New York State Comptroller Thomas P. DiNapoli issued the following statement regarding the Metropolitan Transportation Authority’s July Financial Plan.
“The MTA’s revised ridership projections underscore that it must somehow bridge a looming fiscal canyon of more than $2 billion annually and plan for long-term service challenges. The MTA’s July financial presentation shows operating budget gaps when excluding federal one-time relief, making clear what my office has been saying since September 2021: the MTA is facing major risks to its operating revenue streams as costs continue to rise, worsening a long-term budgetary imbalance.
“Ridership as a percentage of pre-pandemic ridership is now forecasted to be 61% this year and 79% in 2026, a far cry from the 77% and 87% that was expected in the MTA’s February Plan, leading to a sustained drop in revenues. The MTA’s current projections could become even worse as the threat of a recession looms. The growing disparity between revenues and expenditures necessitate that the MTA act quickly and creatively to provide options to boost revenue amid service demand changes and generate cost efficiencies and savings solutions to mitigate the widening gap.

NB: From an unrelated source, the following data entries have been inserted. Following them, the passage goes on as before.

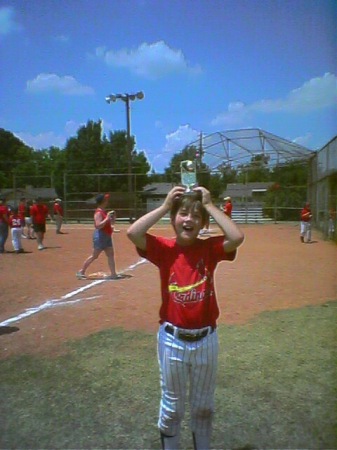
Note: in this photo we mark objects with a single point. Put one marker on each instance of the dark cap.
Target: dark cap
(99, 199)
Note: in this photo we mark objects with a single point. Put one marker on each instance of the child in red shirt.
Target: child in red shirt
(187, 338)
(15, 225)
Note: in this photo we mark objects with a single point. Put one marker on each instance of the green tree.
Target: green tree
(16, 158)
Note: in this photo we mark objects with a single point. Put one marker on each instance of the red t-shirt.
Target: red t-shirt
(306, 215)
(39, 214)
(187, 284)
(4, 211)
(22, 210)
(107, 229)
(58, 209)
(15, 221)
(228, 209)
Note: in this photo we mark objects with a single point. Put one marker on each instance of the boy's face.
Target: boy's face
(187, 223)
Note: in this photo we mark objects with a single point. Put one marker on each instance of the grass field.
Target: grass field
(276, 389)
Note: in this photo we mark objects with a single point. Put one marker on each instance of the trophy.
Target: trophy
(188, 171)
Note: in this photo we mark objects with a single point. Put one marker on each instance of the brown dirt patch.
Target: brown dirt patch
(273, 271)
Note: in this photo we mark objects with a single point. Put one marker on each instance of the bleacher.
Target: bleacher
(250, 214)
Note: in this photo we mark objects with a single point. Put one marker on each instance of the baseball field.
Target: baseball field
(78, 357)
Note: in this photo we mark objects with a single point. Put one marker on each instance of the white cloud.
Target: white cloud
(50, 138)
(61, 38)
(175, 142)
(42, 140)
(7, 21)
(150, 61)
(317, 93)
(50, 82)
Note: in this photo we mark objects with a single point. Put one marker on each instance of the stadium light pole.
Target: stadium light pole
(126, 98)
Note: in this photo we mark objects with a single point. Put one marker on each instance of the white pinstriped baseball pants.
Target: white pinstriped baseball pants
(187, 364)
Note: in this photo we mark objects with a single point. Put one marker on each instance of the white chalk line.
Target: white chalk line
(63, 301)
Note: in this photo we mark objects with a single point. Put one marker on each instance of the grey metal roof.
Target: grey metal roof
(234, 147)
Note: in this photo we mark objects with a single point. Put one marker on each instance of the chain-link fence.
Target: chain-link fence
(323, 189)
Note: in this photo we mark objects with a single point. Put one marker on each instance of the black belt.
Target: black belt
(190, 337)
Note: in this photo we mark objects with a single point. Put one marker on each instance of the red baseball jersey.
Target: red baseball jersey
(228, 209)
(107, 229)
(22, 210)
(57, 209)
(187, 279)
(306, 214)
(39, 214)
(4, 211)
(15, 221)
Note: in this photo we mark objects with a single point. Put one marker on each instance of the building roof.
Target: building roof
(237, 190)
(155, 189)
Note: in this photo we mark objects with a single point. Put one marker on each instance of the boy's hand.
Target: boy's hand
(205, 195)
(174, 193)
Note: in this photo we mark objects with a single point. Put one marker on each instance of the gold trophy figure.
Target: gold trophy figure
(188, 171)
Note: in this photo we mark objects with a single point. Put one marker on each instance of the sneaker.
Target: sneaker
(80, 276)
(118, 276)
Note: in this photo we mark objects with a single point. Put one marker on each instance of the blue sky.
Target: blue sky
(204, 65)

“The MTA has fortunately turned aside from its ill-advised plan to plug operational gaps through borrowing, which will reduce recurring debt service costs associated with the bonds. The Authority also took a step forward on congestion pricing naming its traffic mobility review board, a critical step towards funding its capital plan.
“Reliable and safe mass transit is critical to revive New York City’s economy in an equitable manner. Monthly customer satisfaction surveys and recent quarterly transit summit discussions with New York City on the state of service are good steps forward, but the MTA must show how it intends to use this information to keep the public informed on how it plans to provide quality service for years to come.”